Predict the flow-matching velocity for the image tokens.

**Parameters:**

in_channels (`int`, defaults to 64) : Latent channel count after patchification (`vae_channels * patch_size ** 2`).

num_layers (`int`, defaults to 28) : Number of transformer blocks.

attention_head_dim (`int`, defaults to 128) : Dimension of each attention head; the total hidden size is `attention_head_dim * num_attention_heads`.

num_attention_heads (`int`, defaults to 48) : Number of query heads.

num_key_value_heads (`int`, defaults to 12) : Number of key/value heads for grouped-query attention.

intermediate_size (`int`, defaults to 16384) : Feed-forward hidden size of the SwiGLU MLP inside each block.

timestep_embed_dim (`int`, defaults to 256) : Width of the sinusoidal timestep embedding before its MLP.

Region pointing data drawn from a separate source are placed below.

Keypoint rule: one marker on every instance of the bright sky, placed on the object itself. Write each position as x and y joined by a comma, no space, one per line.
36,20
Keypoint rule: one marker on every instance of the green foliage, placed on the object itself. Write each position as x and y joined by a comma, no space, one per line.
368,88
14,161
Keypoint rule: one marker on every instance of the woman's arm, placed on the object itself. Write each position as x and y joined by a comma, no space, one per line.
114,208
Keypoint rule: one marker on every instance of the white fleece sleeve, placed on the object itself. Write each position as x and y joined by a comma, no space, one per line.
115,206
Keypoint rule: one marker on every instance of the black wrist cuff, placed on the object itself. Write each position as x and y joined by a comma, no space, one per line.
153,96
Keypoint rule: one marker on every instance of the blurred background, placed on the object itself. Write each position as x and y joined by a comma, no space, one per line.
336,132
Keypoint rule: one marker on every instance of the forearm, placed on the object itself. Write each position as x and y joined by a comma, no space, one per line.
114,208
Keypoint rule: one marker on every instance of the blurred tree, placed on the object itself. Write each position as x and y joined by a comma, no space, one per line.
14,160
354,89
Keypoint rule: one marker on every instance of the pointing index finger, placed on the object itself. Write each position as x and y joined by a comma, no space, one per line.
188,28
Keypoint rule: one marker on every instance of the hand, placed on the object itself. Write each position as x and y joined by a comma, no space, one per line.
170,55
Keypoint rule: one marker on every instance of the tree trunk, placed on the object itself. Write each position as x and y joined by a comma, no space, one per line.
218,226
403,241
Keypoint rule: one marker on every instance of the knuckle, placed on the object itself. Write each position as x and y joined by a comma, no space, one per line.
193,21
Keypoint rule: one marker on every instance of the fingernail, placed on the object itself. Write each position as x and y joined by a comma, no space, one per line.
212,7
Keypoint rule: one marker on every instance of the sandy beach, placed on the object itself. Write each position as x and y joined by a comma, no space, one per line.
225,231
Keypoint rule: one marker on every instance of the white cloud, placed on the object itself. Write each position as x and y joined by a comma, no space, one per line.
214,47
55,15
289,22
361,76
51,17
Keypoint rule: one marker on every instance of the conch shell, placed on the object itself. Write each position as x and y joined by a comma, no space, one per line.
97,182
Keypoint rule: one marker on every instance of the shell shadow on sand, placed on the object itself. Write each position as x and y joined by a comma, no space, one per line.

text_hidden_dim (`int`, defaults to 2560) : Hidden size of the text encoder whose hidden states are consumed.

num_text_layers (`int`, defaults to 12) : Number of tapped text-encoder hidden states stacked per token.

text_num_attention_heads (`int`, defaults to 20) : Number of query heads in the text fusion blocks.

text_num_key_value_heads (`int`, defaults to 20) : Number of key/value heads in the text fusion blocks.

text_intermediate_size (`int`, defaults to 6912) : Feed-forward hidden size of the SwiGLU MLP inside the text fusion blocks.

num_layerwise_text_blocks (`int`, defaults to 2) : Number of text fusion blocks applied across the tapped-layer axis (per token).

num_refiner_text_blocks (`int`, defaults to 2) : Number of text fusion blocks applied across the token sequence.

axes_dims_rope (`tuple[int, int, int]`, defaults to `(32, 48, 48)`) : Head-dim split across the (t, h, w) rotary position axes.

rope_theta (`float`, defaults to 1000.0) : Base used by the rotary position embedding.

norm_eps (`float`, defaults to 1e-5) : Epsilon used by all RMSNorm modules.

**Returns:**

[Transformer2DModelOutput](/docs/diffusers/main/en/api/models/sana_video_transformer3d#diffusers.models.modeling_outputs.Transformer2DModelOutput) or a `tuple` whose first element is the velocity
tensor of shape `(batch_size, image_seq_len, in_channels)`.